It vexed him now. He felt done with it. "I simply loathe her," he said quietly.

"But you shouldn't loathe anything."

He made a nervous gesture." I loathe her because I've told you all this while we're walking here!"

"Guy, really!"

"She's everything that should be loathed," he went on, staring in front of him. "Sometimes I think I hate everything in the world. No decency, no conscience. She's what people mean when they say America never grows up, America rewards the corrupt. She's the type who goes to the bad movies, acts in them, reads the love-story magazines, lives in a bungalow, and whips her husband into earning more money this year so they can buy on the installment plan next year, breaks up her neighbor's marriagea""

"Stop it, Guy! You talk so like a child!" She drew away from him.

"And the fact I once loved her," Guy added, "loved all of it, makes me ill."

They stopped, looking at each other. He had had to say it, here and now, the ugliest thing he could say. He wanted to suffer also from Anne's disapproval, perhaps from her turning away and leaving him to finish the walk by himself. She had left him on one or two other occasions, when he had been unreasonable.

Anne said, in that distant, expressionless tone that terrified him, because he felt she might abandon him and never come back, "Sometimes I can believe you're still in love with her."

He smiled, and she softened. "I'm sorry," he said.

"Oh, Guy!" She put out her hand again, like a gesture of beseeching, and he took it. "If you'd only grow up!"

"I read somewhere people don't grow emotionally."

"I don't care what you read. They do. I'll prove it to you if it's the last thing I do."

He felt secure suddenly. "What else can I think about now?" he asked perversely, lowering his voice.

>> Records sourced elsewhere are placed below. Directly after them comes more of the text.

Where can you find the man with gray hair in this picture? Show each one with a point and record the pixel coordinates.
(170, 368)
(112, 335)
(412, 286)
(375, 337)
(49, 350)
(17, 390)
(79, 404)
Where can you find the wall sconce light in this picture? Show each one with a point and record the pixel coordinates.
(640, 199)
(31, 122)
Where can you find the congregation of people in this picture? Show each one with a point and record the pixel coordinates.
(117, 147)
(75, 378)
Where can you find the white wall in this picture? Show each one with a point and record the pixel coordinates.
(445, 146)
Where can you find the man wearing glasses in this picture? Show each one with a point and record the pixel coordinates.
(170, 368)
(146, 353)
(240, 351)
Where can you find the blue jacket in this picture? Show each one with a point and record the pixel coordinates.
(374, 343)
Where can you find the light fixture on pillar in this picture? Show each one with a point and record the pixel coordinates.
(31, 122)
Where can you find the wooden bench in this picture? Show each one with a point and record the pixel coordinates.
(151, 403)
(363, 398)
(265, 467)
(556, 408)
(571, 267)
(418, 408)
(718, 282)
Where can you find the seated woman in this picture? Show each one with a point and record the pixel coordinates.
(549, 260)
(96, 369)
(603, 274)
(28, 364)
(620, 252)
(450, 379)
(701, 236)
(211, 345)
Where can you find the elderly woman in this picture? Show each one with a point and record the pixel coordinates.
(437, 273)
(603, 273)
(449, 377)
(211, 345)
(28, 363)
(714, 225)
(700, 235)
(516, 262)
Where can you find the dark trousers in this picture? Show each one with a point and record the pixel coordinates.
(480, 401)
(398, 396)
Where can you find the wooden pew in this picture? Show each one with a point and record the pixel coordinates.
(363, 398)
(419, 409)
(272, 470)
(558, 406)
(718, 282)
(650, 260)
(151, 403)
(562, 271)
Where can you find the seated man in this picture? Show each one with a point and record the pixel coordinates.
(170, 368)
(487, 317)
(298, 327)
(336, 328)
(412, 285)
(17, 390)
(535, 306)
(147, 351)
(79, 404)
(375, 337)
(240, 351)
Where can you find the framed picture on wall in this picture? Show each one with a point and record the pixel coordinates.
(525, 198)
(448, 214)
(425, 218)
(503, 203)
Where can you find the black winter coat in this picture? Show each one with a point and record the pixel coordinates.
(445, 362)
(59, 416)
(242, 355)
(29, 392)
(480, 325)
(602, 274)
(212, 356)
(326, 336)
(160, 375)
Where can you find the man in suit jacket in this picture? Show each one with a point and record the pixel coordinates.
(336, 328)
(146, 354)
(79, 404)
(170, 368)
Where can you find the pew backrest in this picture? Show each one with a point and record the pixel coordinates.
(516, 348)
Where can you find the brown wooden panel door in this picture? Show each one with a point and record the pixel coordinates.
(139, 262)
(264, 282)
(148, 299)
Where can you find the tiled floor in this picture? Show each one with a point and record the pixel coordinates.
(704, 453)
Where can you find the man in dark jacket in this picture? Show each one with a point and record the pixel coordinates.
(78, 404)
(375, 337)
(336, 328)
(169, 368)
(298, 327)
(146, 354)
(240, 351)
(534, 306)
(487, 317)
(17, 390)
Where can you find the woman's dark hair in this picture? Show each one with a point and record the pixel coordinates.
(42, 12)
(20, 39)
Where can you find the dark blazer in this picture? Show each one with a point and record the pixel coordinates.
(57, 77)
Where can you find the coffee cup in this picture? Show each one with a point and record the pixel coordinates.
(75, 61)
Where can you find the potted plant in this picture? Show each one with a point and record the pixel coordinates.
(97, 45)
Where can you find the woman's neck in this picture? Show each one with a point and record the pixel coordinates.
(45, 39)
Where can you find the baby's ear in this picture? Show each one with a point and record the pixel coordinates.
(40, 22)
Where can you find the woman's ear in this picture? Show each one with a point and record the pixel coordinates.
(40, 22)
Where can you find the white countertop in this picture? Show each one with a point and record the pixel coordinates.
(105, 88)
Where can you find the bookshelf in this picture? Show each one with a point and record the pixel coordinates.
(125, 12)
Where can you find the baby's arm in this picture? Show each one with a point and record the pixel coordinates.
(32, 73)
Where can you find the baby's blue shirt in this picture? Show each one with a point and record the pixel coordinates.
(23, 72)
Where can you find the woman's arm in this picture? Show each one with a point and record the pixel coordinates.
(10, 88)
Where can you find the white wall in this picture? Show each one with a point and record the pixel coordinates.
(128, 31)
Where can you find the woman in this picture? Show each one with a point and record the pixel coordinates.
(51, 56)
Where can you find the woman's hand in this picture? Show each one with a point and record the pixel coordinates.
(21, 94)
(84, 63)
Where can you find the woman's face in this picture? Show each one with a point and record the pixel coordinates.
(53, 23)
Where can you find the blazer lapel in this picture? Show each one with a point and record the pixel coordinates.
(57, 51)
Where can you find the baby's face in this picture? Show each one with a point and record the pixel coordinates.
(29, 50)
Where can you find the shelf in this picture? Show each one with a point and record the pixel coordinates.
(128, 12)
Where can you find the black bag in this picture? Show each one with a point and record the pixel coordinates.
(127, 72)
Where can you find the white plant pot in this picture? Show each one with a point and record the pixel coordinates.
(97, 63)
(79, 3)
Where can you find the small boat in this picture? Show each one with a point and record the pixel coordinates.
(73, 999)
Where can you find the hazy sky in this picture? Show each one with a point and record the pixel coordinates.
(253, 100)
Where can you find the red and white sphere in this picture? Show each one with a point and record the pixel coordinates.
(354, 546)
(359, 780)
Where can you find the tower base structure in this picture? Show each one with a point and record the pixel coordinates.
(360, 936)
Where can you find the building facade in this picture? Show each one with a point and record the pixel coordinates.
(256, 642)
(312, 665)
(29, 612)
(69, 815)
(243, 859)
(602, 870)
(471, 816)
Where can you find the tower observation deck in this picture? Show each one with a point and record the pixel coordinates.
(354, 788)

"That you were never closer to being free of her than now, Guy. What do you suppose you should think about?"

He lifted his head higher. There was a big pink sign on the top of a building: TOME xx, and all at once he was curious to know what it meant and wanted to ask Anne. He wanted to ask her why everything was so much easier and simpler when he was with her, but pride kept him from asking now, and the question would have been rhetorical anyway, unanswerable by Anne in words, because the answer was simply Anne. It had been so since the day he met her, in the dingy basement of the Art Institute in New York, the rainy day he had slogged in and addressed the only living thing he saw, the Chinese red raincoat and hood. The red raincoat and hood had turned and said: "You get to 9A from the first floor. You didn't have to come all the way down here." And then her quick, amused laugh that mysteriously, immediately, lifted his rage. He had learned to smile by quarter inches, frightened of her, a little contemptuous of her new dark green convertible. "A car just makes more sense," Anne said, "when you live in Long Island."The days when he was contemptuous of everything and courses taken here and there were no more than tests to make sure he knew all the instructor had to say, or to see how fast he could learn it and leave. "How do you suppose anybody gets in if not through pull? They can still throw you out if they don't like you." He had seen it her way finally, the right way, and gone to the exclusive Deems Architectural Academy in Brooklyn for a year, through her father's knowing a man on the board of directors.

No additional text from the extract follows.